Trained Immunity as a Trigger for Atherosclerotic Cardiovascular Disease—A Literature Review

J. Clin. Med. 2022, 11(12), 3369; https://doi.org/10.3390/jcm11123369
by Natalia Anna Zieleniewska 1,2, Małgorzata Kazberuk 3, Małgorzata Chlabicz 1,4, Andrzej Eljaszewicz 5 and Karol Kamiński 1,2,*
Reviewer 1:
Reviewer 2: Anonymous
Reviewer 3: Anonymous
J. Clin. Med. 2022, 11(12), 3369; https://doi.org/10.3390/jcm11123369
Submission received: 23 May 2022 / Revised: 5 June 2022 / Accepted: 9 June 2022 / Published: 12 June 2022
(This article belongs to the Section Cardiovascular Medicine)

Round 1

Reviewer 1 Report

This review covers an aspect of innate immunity in atherosclerosis. Innate immunity is a broad topic and the emphasis of the review is on certain areas which is valid. However, it leaves out areas which have received substantial investigation at least in animal models and which have been shown to substantially impact atherogenesis. These are specifically NKT and gamma-delta T cells, both of which are found in atheromas. These cells are not even listed on page 2. As both of these innate T cell effectors have been shown to develop a memory phenotype and may meet the authors definition of "trained immunity", it may be reasonable to at least recognize their existence.

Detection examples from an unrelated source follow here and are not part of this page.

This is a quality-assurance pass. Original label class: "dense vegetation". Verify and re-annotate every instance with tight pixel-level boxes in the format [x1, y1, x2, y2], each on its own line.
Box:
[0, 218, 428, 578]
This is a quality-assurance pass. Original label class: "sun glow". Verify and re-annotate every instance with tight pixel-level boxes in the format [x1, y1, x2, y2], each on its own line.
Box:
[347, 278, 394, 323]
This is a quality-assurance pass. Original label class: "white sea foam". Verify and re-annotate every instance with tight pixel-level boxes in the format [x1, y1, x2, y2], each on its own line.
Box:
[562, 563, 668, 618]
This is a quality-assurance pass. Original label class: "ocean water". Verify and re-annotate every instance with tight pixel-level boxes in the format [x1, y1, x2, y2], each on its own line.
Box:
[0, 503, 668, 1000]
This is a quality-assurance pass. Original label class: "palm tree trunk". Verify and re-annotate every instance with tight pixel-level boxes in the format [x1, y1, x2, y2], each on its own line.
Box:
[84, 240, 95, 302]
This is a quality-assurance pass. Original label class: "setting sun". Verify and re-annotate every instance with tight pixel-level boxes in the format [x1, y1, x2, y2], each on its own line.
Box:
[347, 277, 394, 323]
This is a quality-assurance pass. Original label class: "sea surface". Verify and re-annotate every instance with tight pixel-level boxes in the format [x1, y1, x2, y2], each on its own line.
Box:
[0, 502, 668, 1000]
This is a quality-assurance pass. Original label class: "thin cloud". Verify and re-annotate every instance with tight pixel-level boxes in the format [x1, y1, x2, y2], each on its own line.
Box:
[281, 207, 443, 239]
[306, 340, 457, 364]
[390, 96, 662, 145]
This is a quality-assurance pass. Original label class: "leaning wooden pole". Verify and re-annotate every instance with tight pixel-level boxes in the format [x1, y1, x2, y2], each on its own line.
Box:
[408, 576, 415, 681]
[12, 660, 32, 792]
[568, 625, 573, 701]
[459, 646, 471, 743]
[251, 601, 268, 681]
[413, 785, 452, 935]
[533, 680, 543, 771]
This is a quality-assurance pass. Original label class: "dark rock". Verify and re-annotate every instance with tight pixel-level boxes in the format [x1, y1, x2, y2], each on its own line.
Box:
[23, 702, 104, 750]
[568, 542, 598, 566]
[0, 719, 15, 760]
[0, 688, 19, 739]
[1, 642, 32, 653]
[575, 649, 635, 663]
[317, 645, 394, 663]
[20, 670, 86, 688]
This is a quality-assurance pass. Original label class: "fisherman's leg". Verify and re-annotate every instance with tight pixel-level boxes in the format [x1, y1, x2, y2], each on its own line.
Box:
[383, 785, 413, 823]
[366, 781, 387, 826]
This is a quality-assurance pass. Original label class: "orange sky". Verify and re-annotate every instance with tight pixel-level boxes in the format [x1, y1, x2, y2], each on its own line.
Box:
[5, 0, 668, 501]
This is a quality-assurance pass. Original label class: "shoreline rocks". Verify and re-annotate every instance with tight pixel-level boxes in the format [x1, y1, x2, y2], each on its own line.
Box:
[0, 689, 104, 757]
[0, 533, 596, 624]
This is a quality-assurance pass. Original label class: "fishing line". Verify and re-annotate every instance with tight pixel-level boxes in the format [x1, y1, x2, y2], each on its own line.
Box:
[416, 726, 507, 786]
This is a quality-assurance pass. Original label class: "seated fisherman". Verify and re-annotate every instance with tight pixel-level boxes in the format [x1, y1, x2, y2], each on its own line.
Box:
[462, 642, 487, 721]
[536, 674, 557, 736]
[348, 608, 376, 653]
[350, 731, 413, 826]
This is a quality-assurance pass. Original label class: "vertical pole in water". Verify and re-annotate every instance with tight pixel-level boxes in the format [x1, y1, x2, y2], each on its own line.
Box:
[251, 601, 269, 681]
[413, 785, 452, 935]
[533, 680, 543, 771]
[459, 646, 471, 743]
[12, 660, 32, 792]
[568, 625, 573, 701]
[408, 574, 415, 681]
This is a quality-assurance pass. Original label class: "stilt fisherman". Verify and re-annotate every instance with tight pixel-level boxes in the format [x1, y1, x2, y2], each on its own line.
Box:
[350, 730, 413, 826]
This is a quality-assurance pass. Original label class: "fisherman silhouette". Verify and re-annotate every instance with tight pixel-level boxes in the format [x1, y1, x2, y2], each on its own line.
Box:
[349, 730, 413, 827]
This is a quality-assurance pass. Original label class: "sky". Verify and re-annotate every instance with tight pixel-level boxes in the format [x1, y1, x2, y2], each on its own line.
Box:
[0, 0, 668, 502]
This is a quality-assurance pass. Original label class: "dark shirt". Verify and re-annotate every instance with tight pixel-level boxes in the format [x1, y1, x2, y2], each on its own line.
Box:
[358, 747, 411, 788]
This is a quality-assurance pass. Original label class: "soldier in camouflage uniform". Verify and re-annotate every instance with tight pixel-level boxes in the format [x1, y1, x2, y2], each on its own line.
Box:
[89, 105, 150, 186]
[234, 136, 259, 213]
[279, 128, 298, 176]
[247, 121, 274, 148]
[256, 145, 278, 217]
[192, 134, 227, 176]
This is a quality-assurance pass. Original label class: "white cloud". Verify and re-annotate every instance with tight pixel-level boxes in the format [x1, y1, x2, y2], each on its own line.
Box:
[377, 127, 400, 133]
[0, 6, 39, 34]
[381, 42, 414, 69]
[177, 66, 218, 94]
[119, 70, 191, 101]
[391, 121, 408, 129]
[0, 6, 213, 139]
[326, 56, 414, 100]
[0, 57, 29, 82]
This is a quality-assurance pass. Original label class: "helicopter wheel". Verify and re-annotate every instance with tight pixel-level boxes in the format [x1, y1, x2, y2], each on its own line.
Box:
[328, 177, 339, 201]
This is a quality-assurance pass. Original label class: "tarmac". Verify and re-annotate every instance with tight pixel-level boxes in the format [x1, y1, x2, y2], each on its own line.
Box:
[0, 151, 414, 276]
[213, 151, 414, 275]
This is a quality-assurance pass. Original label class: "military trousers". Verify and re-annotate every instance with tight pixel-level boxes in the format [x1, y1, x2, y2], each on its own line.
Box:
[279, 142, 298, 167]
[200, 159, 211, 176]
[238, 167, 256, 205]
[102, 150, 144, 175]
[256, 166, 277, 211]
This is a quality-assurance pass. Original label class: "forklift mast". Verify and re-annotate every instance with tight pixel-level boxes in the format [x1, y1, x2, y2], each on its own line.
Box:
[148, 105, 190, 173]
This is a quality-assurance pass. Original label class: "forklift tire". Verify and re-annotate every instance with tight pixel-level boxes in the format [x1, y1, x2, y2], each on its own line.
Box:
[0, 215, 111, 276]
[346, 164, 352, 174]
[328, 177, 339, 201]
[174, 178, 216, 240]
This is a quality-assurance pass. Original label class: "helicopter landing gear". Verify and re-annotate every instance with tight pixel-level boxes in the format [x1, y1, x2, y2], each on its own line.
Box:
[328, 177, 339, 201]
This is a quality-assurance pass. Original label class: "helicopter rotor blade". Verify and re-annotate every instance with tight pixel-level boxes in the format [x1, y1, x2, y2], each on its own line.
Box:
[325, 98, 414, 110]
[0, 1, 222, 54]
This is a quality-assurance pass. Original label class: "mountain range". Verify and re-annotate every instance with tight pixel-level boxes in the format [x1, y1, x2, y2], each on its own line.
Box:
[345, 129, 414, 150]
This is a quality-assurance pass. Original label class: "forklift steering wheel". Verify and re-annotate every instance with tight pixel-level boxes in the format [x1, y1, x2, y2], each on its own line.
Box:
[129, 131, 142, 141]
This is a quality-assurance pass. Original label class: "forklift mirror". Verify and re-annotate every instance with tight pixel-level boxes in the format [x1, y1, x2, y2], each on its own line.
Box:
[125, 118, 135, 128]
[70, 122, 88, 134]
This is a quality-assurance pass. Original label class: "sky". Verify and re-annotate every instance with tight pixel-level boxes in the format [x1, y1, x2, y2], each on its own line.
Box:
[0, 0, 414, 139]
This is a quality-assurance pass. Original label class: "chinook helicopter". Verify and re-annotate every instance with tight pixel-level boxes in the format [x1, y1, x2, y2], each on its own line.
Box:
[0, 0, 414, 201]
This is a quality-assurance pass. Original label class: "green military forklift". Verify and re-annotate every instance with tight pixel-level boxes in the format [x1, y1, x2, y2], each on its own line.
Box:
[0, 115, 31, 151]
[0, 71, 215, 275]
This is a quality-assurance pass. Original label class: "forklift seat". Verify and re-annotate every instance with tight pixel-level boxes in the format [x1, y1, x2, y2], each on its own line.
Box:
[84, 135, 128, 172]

The discussion of cytokines, chemokines, ROS, and innate effectors such as M1/M2 monocytes is reasonable but this is a complex aspect of the total response since it is very difficult to separate a specifically innate response from the adaptive immune response and the impact the adaptive immunity then has on the innate system. The adaptive immunity could still be the primary driving force although the immediate effector molecules are derived from both innate and adaptive sources.

Bringing in the discussion of TLR into CVD is good. Innate T cells, especially gamma-delta T cells are known to recognize HSP type antigens and might be another connection between innate immunity and CVD.

Overall, the review is informative and reasonable.

 

Minor points:

1. "Antigen" is misspelled in Figure 1.

 

Author Response

Please see the attachment.

Author Response File: Author Response.pdf

Reviewer 2 Report

Natalia Anna Zieleniewska presented a manuscript titled: “Trained immunity as a trigger for atherosclerotic cardiovascular disease - a systematic review.” Even though the topic is interesting, there are some ambiguities that need to be addressed.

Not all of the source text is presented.